If his proof is accepted and survives two years of scrutiny, Perelman could also be eligible for a $1m prize sponsored by the Clay Mathematics Institute in Massachusetts for solving what the centre describes as one of the seven most important unsolved mathematics problems of the millennium.
Spheres and doughnuts
Formulated by the remarkable French mathematician Henri Poincare in 1904, the conjecture is a central question in topology, the study of the geometrical properties of objects that do not change when the they are stretched, distorted or shrunk.
For example, the hollow shell of the surface of the Earth is what topologists call a two-dimensional sphere. It has the property that every lasso of string encircling it can be pulled tight to a point.
Genius: Henri Poincare
On the surface of a doughnut however, a lasso passing through the hole in the centre cannot be shrunk to a point without cutting through the surface meaning that, topologically speaking, spheres and doughnuts are different.
Since the 19th Century, mathematicians have known that the sphere is the only enclosed two-dimensional space with this property. But they were uncertain about objects with more dimensions.
The Poincare Conjecture says that a three-dimensional sphere is the only enclosed three-dimensional space with no holes. But the proof of the conjecture has eluded mathematicians.
Poincare himself demonstrated that his earliest version of his conjecture was wrong.

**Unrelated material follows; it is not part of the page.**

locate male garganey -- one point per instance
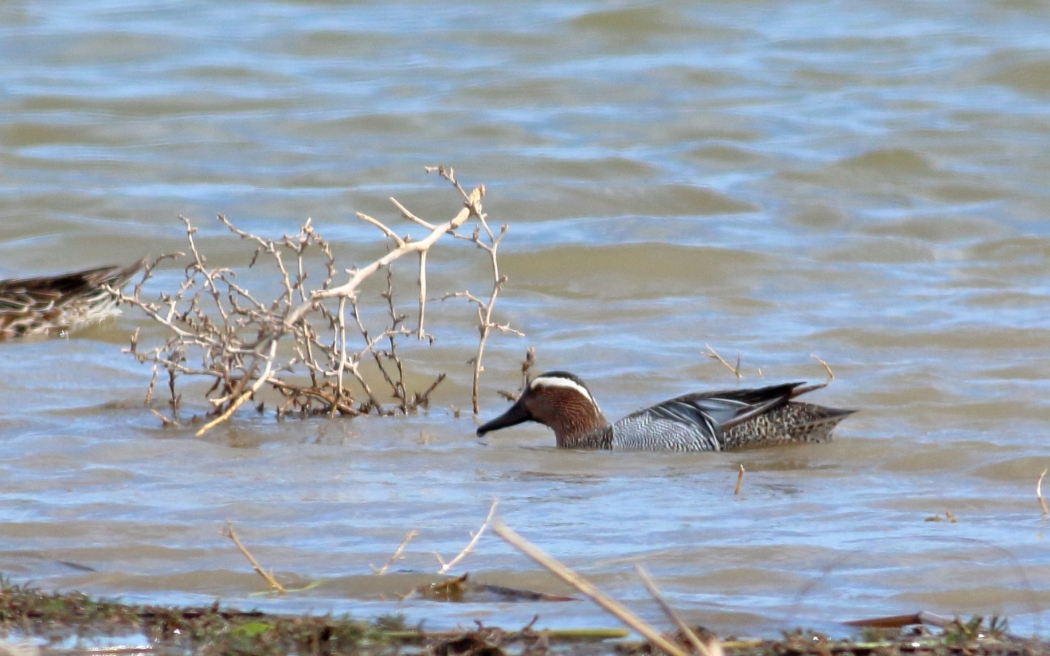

Since then, dozens of mathematicians have asserted that they had proofs until fatal flaws were found.
Rumours about Perelman's work have been circulating since November, when he posted the first of his papers reporting the result on an internet preprint server.
Since then, Perelman has persistently declined to be interviewed, saying any publicity would be premature.
Dr Tomasz Mrowka, a mathematician at the Massachusetts Institute of Technology, said: "It's not certain, but we're taking it very seriously.
"We're desperately trying to understand what he has done here," he adds.
Some are comparing Perelman's work with that of Andrew Wiles, who famously solved Fermat's Last Theorem a decade ago.
Indeed, Wiles was in the Taplin Auditorium at Princeton University, New Jersey, where he holds a chair in mathematics, to hear Perelman describe his work recently. Behind him sat John Nash, the Nobel Laureate who inspired the film A Beautiful Mind.
Million dollar afterthought
What is all the more remarkable about Perelman's proposal is that he is trying to achieve something far grander than merely solving Poincare's Conjecture.
He is trying to prove the Geometrisation Conjecture proposed by the American mathematician William Thurston in the 1970s - a far more ambitious proposal that defines and characterises all three-dimensional surfaces.
"He's not facing Poincare directly, he's just trying to do this grander scheme," said Professor Peter Sarnak, of Princeton.
After creating so much new mathematics, the Poincare result is just "a million dollar afterthought," he said.
If Perelman has solved Thurston's problem then experts say it would be possible to produce a catalogue of all possible three-dimensional shapes in the Universe, meaning that we could ultimately describe the actual shape of the cosmos itself.